The tourism promotional stint using the black rhino will be the first of its kind to be done in Tanzania, said Abel Mtui, the assistant conservation officer in the Mkomazi National Park, northeastern of the east African nation.
Currently black rhinos are being used in South Africa for tourism promotional venture.
Mtui said the Mkomazi National Park was in final stages of erecting an electric fence with a 1,000-square km-area where the black rhino will be kept, adding that tourists will be able to watch rhinos at close range beginning July this year.

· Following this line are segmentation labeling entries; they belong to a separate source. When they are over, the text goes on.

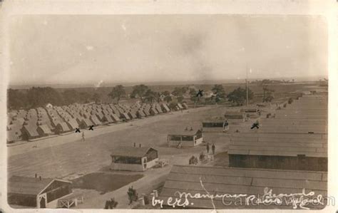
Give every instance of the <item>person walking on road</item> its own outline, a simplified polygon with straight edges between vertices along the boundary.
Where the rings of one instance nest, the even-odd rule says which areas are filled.
[[[211,150],[212,150],[212,155],[215,155],[215,149],[216,147],[215,147],[215,144],[212,142],[212,146],[211,147]]]

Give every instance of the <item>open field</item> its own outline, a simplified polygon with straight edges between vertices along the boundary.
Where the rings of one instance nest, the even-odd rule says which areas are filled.
[[[73,180],[73,187],[95,189],[102,193],[117,189],[143,177],[143,175],[121,175],[93,172]]]
[[[263,108],[262,116],[273,112],[275,108],[272,104]],[[182,149],[168,147],[168,133],[186,127],[201,127],[201,122],[205,119],[222,116],[227,110],[236,110],[239,108],[224,105],[203,107],[97,128],[94,131],[86,130],[84,142],[81,134],[73,133],[9,147],[9,177],[14,175],[34,177],[37,173],[42,177],[72,180],[74,196],[83,197],[86,200],[76,208],[102,208],[106,200],[112,197],[118,202],[117,208],[128,208],[126,192],[130,186],[138,193],[150,193],[152,189],[158,188],[163,184],[173,165],[186,165],[192,155],[198,157],[201,152],[205,153],[203,145]],[[230,124],[230,132],[247,131],[252,123],[250,120]],[[214,162],[204,165],[227,167],[229,134],[205,132],[203,135],[205,141],[216,146]],[[140,172],[110,171],[111,152],[121,145],[131,147],[134,142],[137,146],[141,144],[158,150],[159,157],[168,159],[169,166],[148,170],[143,172],[143,177],[138,176]],[[128,178],[125,178],[126,175]]]
[[[93,131],[103,131],[110,128],[118,128],[118,130],[106,133],[100,133],[91,137],[91,133],[86,132],[86,140],[82,142],[81,136],[72,134],[64,135],[65,140],[71,142],[58,145],[57,140],[61,138],[51,138],[46,141],[41,140],[31,144],[24,145],[27,147],[16,146],[9,148],[9,175],[31,176],[35,173],[39,174],[43,177],[65,177],[74,172],[78,174],[87,174],[96,172],[101,167],[109,165],[111,162],[110,152],[118,146],[133,145],[140,143],[143,146],[153,146],[159,151],[160,157],[165,155],[188,154],[189,152],[199,152],[204,147],[196,147],[190,149],[169,148],[166,145],[167,134],[169,131],[176,128],[185,128],[193,124],[200,124],[203,118],[210,115],[219,115],[223,113],[222,108],[206,108],[205,110],[201,108],[198,113],[190,110],[190,113],[183,113],[178,112],[175,116],[158,115],[152,118],[155,120],[140,120],[135,123],[117,125],[112,127],[101,128]],[[163,117],[162,117],[163,116]],[[164,119],[165,118],[165,119]],[[138,125],[138,122],[142,125]],[[147,125],[147,123],[150,123]],[[205,140],[221,142],[223,137],[220,135],[205,135]],[[56,140],[56,139],[58,140]],[[63,137],[61,137],[63,138]],[[55,144],[48,142],[51,140]],[[216,141],[217,140],[217,141]],[[38,148],[32,148],[34,143],[38,144]],[[46,146],[46,147],[43,147]],[[11,153],[11,149],[16,153]],[[13,155],[14,154],[14,155]]]

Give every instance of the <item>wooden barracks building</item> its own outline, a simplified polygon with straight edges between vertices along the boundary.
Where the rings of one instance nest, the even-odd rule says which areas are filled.
[[[71,182],[63,180],[12,176],[8,182],[10,205],[56,208],[58,199],[71,193]]]

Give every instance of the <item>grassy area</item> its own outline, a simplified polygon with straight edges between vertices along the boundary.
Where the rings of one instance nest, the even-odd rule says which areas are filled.
[[[229,166],[229,157],[227,155],[227,152],[219,152],[215,155],[214,166],[217,166],[217,167],[228,167]]]
[[[143,177],[143,175],[118,175],[94,172],[73,181],[74,188],[95,189],[102,193],[114,191]]]

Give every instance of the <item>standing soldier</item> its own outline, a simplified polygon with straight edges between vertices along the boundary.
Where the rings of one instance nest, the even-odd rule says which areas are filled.
[[[212,142],[212,146],[211,147],[211,150],[212,150],[212,155],[215,155],[215,149],[216,147],[215,147],[215,144]]]

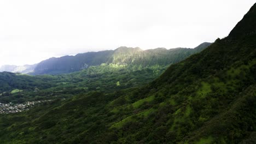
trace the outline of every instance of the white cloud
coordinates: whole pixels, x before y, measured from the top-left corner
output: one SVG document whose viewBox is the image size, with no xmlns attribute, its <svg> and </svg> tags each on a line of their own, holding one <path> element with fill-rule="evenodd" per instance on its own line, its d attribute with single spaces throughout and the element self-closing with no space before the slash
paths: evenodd
<svg viewBox="0 0 256 144">
<path fill-rule="evenodd" d="M 0 65 L 120 46 L 194 47 L 228 35 L 254 3 L 2 0 Z"/>
</svg>

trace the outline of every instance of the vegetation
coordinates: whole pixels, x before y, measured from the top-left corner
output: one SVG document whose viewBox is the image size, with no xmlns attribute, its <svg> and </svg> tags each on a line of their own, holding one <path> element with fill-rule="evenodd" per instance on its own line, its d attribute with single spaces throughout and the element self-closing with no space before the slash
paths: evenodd
<svg viewBox="0 0 256 144">
<path fill-rule="evenodd" d="M 254 32 L 256 25 L 246 22 L 249 19 L 255 23 L 255 14 L 256 4 L 234 29 L 246 27 L 246 33 L 233 30 L 143 87 L 119 89 L 129 81 L 108 77 L 114 80 L 102 91 L 96 88 L 27 111 L 0 115 L 0 143 L 253 143 L 256 33 L 247 32 Z M 88 74 L 104 77 L 102 70 L 112 66 L 56 76 L 75 81 Z M 106 83 L 101 82 L 101 88 Z M 114 91 L 108 89 L 112 86 Z"/>
</svg>

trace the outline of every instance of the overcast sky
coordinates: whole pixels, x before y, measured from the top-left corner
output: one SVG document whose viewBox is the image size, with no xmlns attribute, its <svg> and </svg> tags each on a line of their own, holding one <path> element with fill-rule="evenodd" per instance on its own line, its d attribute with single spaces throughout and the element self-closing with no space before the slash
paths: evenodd
<svg viewBox="0 0 256 144">
<path fill-rule="evenodd" d="M 113 50 L 194 47 L 228 35 L 255 0 L 1 0 L 0 65 Z"/>
</svg>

He said increased poaching of black rhinos in the 1980s forced Tanzania to transfer some of its black rhinos to South Africa and the Czech Republic for their safety.
"Most of the rhinos were returned to Tanzania after concerted efforts to fight poaching paid dividends," said the official.
"After we had realized that most of the tourists wanted to see rhinos at close range we came up with this arrangement," said Mtui.
The 3,500-square-km Mkomazi National Park is located in northeastern Tanzania on the Kenyan border, in Kilimanjaro and Tanga regions. It was established as a game reserve in 1951 and was upgraded to a national park in 2006.